Luckily, soulless monstrosities won't win in the long run. They just can't seem to "play nice" with other soulless monstrosities. Evolution could have taken us that way, like ants, but didn't. There's too much value in the adaptable flexibility of the semiautonomous intelligence that we are. One of the challenges awaiting us as we move forward is to understand this well enough to avoid some unfortunate experiments.
With a properly defined Bill of Mental Rights, however, an upload community could be a truly marvelous place.
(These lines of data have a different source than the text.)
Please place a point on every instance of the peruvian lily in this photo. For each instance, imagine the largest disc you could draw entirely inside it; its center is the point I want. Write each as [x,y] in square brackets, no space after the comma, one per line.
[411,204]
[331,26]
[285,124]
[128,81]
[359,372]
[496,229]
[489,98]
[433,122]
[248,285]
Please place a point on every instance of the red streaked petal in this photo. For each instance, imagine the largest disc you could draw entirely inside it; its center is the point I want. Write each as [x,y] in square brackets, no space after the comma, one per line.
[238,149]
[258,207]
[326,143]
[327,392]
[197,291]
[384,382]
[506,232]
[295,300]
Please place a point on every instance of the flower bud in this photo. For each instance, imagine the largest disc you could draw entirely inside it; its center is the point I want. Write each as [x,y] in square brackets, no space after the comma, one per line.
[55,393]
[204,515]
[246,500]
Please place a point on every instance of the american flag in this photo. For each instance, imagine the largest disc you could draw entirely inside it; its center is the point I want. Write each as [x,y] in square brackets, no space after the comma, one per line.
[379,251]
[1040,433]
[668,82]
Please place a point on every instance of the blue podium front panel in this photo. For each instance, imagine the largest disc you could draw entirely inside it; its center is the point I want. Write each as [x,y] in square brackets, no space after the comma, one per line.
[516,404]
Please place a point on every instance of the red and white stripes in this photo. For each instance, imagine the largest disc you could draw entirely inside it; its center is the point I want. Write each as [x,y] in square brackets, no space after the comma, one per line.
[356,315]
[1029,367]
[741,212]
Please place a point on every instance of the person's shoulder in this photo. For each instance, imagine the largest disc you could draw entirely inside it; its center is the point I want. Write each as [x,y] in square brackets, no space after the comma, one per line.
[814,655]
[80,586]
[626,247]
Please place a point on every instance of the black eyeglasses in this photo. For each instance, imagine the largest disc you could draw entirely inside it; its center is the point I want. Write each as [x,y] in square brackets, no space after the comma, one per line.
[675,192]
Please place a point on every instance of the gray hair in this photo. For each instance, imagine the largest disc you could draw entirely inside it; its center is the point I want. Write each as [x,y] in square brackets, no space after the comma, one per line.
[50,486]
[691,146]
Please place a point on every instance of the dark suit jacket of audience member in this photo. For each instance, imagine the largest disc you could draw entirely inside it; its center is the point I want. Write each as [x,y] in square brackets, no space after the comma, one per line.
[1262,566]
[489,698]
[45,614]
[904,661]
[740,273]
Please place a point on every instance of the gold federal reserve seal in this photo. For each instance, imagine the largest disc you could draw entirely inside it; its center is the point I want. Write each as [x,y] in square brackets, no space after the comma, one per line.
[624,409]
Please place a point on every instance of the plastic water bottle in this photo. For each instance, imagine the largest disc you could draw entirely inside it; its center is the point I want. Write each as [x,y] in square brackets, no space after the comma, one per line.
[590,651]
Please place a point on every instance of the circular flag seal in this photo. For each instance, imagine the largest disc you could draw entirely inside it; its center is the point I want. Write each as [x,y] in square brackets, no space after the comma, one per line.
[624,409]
It would be like the concentration of talent of a Hollywood or Silicon Valley--centers of great creativity and an enormous value to humanity as a whole.
There is a good reason for doing it this way, of course: that's the only uploading scenario in which all the social science studies and papers and results and so forth can be assumed to still apply. Any other scenario, and you'd have to examine a lot of assumptions on a case-by case basis.
But it also allows a different kind of analysis, which I don't remember Robin doing in quite this way in the book: We can examine the question "What is it like to be an Em?", in the same spirit as the philosopher Nagel and his bat. And, again because of the assumptions, you can do this by pretending that you, the Em, are living in an actual, comprehensible, physical world.
There was a Star Trek episode ("A Taste of Armageddon") in which there was a planet whose highly advanced civilization featured disintegration chambers -- people walked in, and nobody walked out. The Em world would have these, but with a second control button: someone walks in, and identical twins walk out.
Furthermore, the process is, again by Robin's explicit assumption, inexpensive. Now I estimate that in current computing technology the amount of hardware it would take to run a human-level AI will cost a million dollars. But with the assumptions that we don't understand how it works and thus can't optimize it, and thus have to run a direct copy simulation at a fairly low level, you might reasonably be talking about orders of magnitude more computer to run a human mind.
Yes, we'll probably get there, with Moore's Law. But the take-away implication is that in the Em world, processing power will be very, very cheap.
What that means is to an Em, things are very cheap. Everything in the Em world is part of a simulated VR; any object is just a piece of software. An Em can create or copy giant machines, tropical islands, great cities (minus the people), and probably Mars-like planets with the wave of a hand. "What it would be like" is like living in a Utility Fog world. The hardest part of creating virtually anything would be deciding and describing what you wanted.
Another salient aspect to Robin's Em world is his original economic insight that if people are cheap to copy (and the process is fast), they would induce a Malthusian dynamic and wages would tend down toward subsistence level. Furthermore, the people selected for uploading will be highly intelligent and motivated.
Now where have you ever lived where there were lots of creative, intelligent people, many just like you, doing remarkable wonderful things with big expensive toys (some of which you designed!), but you only got, personally, subsistence wages for it?
Yep, you got it. Graduate school. What it is like to be an Em is ... a graduate student.